Non, j'ai beaucoup d'autres raisons de me rendre en Suisse, à commencer par le fait que j'y ai effectué de nombreux séjours et que j'aime y revenir. Plus généralement, la Tunisie et la Suisse entretiennent une vraie relation d'amitié. En plus, que la Suisse a accompagné la Tunisie durant toute la période de transition. C'est une des raisons pour laquelle nous voulons renforcer la coopération entre nos deux pays. Dans cette perspective, le président tunisien viendra en Suisse pour une visite officielle à la fin du mois de novembre. J'ai aussi abordé la question des 60 millions bloqués en Suisse et j'ai l'impression qu'il y a un désir conjoint de faire avancer ce dossier.

L'attribution du Nobel de la paix au Quartet du dialogue national couronne-t-elle une révolution réussie?

Ce Nobel récompense tous ceux qui ont cru à la Révolution de jasmin, et qui se sont battu pour démocratiser la Tunisie. Les raisons de ce succès unique parmi les nations qui ont traversé le printemps arabe tiennent aux particularités de la Tunisie: un Etat bien ancré dans l'histoire du pays, un bon niveau d'enseignement et l'existence d'une société civile. C'est cette dernière qui est louée à travers le Quartet qui a parrainé avec succès le dialogue national.

La transition est-elle donc achevée?

Nous avons de nouvelles institutions démocratiques, une Constitution, un gouvernement et un président élus. Mais tout n'est pas terminé pour autant. Il nous faut consolider ce succès au niveau socio-économique. Le processus démocratique a pris plus de temps que prévu. L'assemblée constituante désignée pour un an en a mis trois pour finir ses travaux. Cette perte de temps a suscité une impatience légitime. Le développement socio-économique du pays a pris du retard. Cela ne pardonne pas. Aujourd'hui, la Tunisie n'a pas les moyens de s'en sortir toute seule, elle a besoin de l'aide de ses amis.

Sous quelle forme?

Il faut un véritable Plan Marshall pour redresser le pays.
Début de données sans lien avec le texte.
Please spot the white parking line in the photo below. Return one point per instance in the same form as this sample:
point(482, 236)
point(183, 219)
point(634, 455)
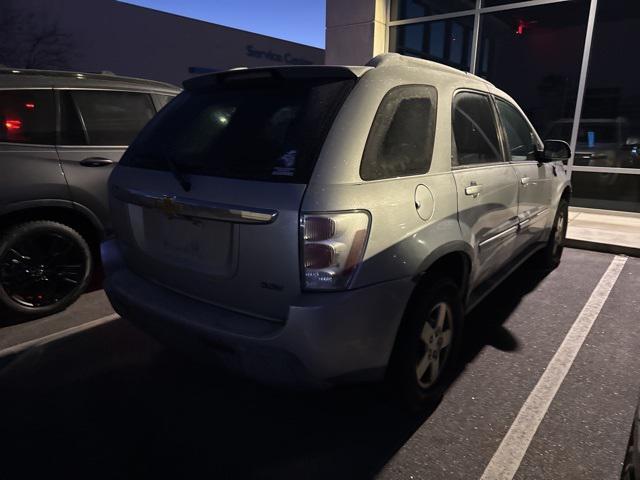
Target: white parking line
point(57, 335)
point(514, 445)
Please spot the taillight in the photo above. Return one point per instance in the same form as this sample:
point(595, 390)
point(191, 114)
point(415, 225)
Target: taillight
point(13, 125)
point(333, 246)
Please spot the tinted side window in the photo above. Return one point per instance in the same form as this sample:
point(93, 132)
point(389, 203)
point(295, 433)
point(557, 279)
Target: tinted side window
point(27, 116)
point(71, 130)
point(113, 118)
point(401, 139)
point(521, 140)
point(474, 130)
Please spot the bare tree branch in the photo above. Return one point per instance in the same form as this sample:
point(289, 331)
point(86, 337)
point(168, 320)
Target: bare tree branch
point(28, 41)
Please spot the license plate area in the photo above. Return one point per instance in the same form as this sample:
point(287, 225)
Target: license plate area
point(205, 246)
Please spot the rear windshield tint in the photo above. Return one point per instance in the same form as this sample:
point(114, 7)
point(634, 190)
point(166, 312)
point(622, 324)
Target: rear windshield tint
point(267, 131)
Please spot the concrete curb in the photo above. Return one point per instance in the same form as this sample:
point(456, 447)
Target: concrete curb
point(602, 247)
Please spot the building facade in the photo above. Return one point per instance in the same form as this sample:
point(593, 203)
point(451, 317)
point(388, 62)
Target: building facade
point(568, 63)
point(97, 35)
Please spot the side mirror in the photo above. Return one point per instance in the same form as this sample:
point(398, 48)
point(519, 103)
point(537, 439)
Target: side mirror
point(631, 144)
point(555, 150)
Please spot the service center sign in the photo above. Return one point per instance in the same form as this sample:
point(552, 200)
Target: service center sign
point(276, 57)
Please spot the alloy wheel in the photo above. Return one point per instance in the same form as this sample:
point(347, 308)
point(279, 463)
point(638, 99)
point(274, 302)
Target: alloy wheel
point(434, 345)
point(41, 269)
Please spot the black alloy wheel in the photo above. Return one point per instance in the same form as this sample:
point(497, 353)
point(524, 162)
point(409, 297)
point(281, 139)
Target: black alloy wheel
point(44, 267)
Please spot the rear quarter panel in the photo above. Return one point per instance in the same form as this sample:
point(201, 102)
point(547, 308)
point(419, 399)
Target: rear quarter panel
point(401, 243)
point(30, 172)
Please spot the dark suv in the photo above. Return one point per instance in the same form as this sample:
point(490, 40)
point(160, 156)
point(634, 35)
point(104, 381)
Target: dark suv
point(60, 135)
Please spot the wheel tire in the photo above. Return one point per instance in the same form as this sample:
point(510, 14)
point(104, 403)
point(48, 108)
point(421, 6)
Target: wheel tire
point(551, 255)
point(411, 350)
point(67, 281)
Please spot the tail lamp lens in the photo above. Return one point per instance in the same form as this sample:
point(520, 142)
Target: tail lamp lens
point(333, 248)
point(13, 125)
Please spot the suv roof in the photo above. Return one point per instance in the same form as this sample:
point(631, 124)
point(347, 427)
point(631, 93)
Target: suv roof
point(21, 78)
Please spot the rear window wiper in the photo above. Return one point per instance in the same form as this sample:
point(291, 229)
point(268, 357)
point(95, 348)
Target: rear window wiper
point(173, 167)
point(177, 174)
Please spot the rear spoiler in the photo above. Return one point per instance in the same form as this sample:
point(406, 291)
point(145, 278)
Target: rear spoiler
point(269, 75)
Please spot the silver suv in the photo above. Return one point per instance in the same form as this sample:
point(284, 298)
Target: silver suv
point(61, 133)
point(331, 224)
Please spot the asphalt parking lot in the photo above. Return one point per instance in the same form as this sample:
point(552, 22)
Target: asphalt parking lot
point(107, 401)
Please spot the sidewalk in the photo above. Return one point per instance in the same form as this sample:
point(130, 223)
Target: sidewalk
point(604, 230)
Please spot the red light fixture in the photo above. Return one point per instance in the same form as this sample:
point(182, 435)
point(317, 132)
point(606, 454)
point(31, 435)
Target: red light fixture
point(13, 125)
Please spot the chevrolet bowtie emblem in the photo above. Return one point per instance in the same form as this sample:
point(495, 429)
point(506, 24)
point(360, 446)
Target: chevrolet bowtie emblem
point(169, 206)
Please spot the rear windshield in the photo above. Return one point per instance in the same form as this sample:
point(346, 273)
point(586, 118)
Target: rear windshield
point(268, 131)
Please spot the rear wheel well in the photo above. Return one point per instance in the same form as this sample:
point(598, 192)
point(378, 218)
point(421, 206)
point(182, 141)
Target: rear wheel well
point(66, 216)
point(454, 265)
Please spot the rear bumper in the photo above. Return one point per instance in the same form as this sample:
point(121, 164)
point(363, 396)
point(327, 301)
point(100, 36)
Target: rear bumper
point(327, 337)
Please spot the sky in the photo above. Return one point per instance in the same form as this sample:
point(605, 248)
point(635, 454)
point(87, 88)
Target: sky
point(301, 21)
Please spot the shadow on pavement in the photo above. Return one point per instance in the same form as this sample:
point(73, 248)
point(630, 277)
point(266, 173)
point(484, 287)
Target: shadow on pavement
point(112, 403)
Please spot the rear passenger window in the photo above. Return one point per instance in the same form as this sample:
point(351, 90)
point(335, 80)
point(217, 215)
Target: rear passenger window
point(520, 137)
point(401, 139)
point(105, 117)
point(27, 116)
point(474, 130)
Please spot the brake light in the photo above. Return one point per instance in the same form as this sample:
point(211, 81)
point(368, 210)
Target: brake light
point(333, 246)
point(13, 125)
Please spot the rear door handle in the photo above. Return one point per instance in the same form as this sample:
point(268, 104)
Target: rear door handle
point(473, 190)
point(96, 162)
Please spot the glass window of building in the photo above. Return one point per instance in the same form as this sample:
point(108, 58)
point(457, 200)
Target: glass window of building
point(535, 54)
point(445, 41)
point(402, 9)
point(609, 130)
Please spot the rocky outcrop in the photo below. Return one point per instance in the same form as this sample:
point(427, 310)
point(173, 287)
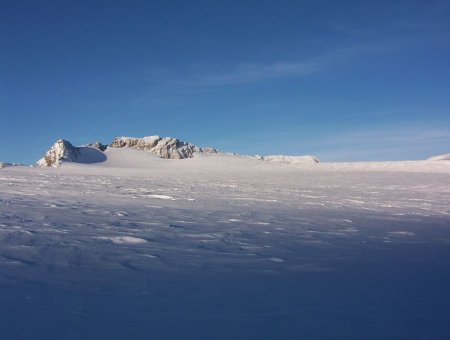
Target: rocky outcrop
point(97, 145)
point(62, 150)
point(167, 147)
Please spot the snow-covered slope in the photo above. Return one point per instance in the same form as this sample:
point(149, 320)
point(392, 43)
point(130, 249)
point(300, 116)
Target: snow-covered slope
point(63, 150)
point(138, 246)
point(4, 165)
point(289, 159)
point(445, 157)
point(163, 147)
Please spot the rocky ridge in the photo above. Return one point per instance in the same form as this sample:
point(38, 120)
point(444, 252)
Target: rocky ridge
point(167, 147)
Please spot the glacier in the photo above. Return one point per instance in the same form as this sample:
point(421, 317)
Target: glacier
point(136, 246)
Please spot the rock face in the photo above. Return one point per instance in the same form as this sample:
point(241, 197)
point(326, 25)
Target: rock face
point(98, 145)
point(62, 150)
point(170, 148)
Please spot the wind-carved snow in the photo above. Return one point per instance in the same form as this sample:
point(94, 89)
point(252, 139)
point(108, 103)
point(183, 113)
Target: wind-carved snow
point(445, 157)
point(289, 159)
point(138, 245)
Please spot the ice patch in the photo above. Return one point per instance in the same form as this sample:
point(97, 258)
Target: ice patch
point(123, 239)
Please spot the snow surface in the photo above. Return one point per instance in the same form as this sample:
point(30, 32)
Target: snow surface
point(290, 159)
point(224, 247)
point(445, 157)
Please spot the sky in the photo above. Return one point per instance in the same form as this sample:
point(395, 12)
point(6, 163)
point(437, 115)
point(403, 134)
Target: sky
point(341, 80)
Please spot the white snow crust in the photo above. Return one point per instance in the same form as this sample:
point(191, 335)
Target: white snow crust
point(445, 157)
point(219, 246)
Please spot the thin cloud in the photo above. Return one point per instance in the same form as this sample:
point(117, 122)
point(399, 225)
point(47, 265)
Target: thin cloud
point(249, 73)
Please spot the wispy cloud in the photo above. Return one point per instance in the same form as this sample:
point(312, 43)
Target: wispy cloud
point(395, 143)
point(249, 73)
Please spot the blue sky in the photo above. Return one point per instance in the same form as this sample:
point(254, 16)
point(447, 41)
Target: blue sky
point(342, 80)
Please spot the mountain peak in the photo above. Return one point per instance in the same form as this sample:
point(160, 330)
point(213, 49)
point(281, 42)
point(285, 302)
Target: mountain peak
point(164, 147)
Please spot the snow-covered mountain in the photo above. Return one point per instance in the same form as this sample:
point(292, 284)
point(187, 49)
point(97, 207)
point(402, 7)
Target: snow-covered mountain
point(167, 147)
point(163, 147)
point(63, 150)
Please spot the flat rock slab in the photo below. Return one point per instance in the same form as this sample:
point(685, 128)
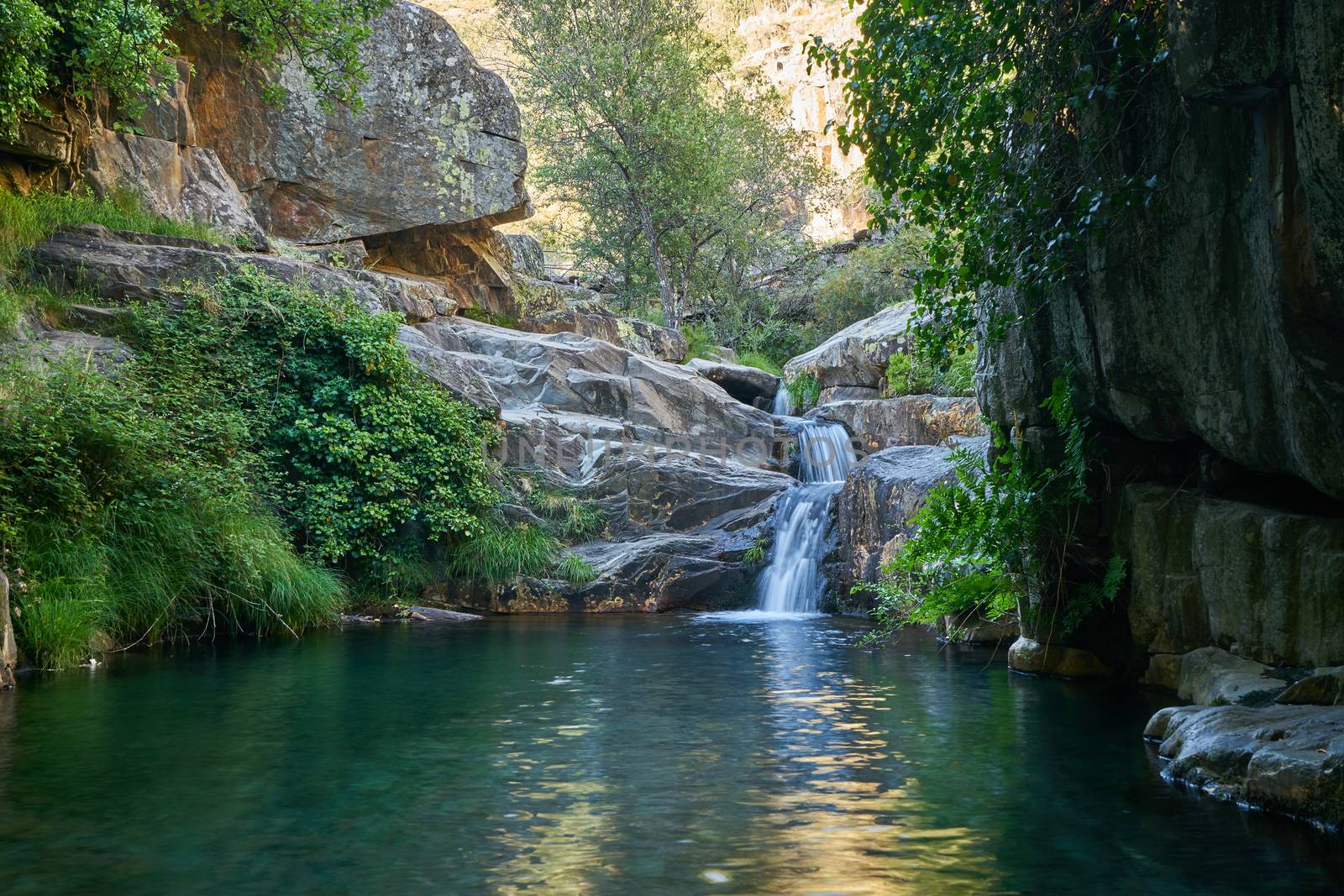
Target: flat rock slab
point(1288, 759)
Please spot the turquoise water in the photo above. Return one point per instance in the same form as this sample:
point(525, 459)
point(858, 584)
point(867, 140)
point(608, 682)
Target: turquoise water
point(608, 755)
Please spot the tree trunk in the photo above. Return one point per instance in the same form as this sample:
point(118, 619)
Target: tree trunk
point(671, 304)
point(8, 649)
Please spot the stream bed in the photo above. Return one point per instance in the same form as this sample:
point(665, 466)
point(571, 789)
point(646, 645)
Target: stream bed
point(718, 754)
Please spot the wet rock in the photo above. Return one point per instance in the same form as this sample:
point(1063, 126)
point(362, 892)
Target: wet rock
point(748, 385)
point(185, 183)
point(436, 143)
point(858, 355)
point(1288, 759)
point(874, 510)
point(568, 376)
point(1321, 688)
point(909, 419)
point(1205, 570)
point(1054, 660)
point(1214, 678)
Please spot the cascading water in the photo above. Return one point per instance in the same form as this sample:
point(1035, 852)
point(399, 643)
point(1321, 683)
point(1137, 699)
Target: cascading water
point(793, 582)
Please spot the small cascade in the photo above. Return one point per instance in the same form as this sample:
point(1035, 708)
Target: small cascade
point(793, 582)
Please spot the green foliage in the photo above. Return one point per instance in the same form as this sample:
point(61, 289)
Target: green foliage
point(501, 551)
point(806, 391)
point(575, 570)
point(699, 342)
point(994, 128)
point(118, 524)
point(685, 172)
point(123, 49)
point(366, 459)
point(571, 519)
point(983, 543)
point(761, 362)
point(873, 277)
point(914, 375)
point(26, 221)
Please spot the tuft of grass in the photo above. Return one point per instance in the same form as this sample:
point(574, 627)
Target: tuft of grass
point(503, 551)
point(26, 221)
point(575, 570)
point(761, 362)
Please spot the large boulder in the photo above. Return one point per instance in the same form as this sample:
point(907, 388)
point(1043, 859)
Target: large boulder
point(436, 141)
point(186, 183)
point(564, 374)
point(1215, 315)
point(875, 506)
point(125, 268)
point(909, 419)
point(1288, 759)
point(748, 385)
point(858, 355)
point(1211, 571)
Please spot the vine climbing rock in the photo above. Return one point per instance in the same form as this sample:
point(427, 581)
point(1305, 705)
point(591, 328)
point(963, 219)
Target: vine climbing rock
point(8, 649)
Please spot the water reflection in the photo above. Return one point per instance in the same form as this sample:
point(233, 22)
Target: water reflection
point(736, 754)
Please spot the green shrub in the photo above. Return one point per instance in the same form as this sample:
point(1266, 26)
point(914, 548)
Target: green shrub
point(699, 342)
point(366, 459)
point(761, 362)
point(128, 528)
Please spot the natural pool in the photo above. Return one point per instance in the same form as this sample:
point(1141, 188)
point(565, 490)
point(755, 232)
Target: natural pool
point(611, 755)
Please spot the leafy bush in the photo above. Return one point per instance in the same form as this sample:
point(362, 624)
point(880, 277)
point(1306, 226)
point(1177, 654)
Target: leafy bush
point(124, 521)
point(914, 375)
point(366, 459)
point(991, 539)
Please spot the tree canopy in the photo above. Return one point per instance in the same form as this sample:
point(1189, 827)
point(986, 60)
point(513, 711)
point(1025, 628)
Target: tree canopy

En 2011, à la suite de la révolution, nos partenaires internationaux nous ont promis 5 milliards de dollars par an sur 5 ans. 25 milliards en tout. Nous n'avons rien vu, ou presque, de cet argent. Pourquoi? Parce que, avant d'honorer ses promesses, la communauté internationale voulait avoir pour interlocuteur un gouvernement démocratiquement élu en Tunisie. Cela a pris quatre ans, mais nous avons aujourd'hui ce gouvernement élu. J'espère que nos partenaires, essentiellement les Etats-Unis et les Européens, remettront sur la table leur offre d'aide.

Que fait la Tunisie pour combattre les réseaux djihadistes?

Mon ministère a élaboré une stratégie de lutte contre le terrorisme inspirée de ce que font certains Etats européens dont la suisse. Ce plan inclut prévention et répression. Mais la meilleure manière de venir à bout de l'extrémisme, c'est de promouvoir un développement équitable. Il faut donner à notre jeunesse des perspectives autres que la pauvreté et le chômage.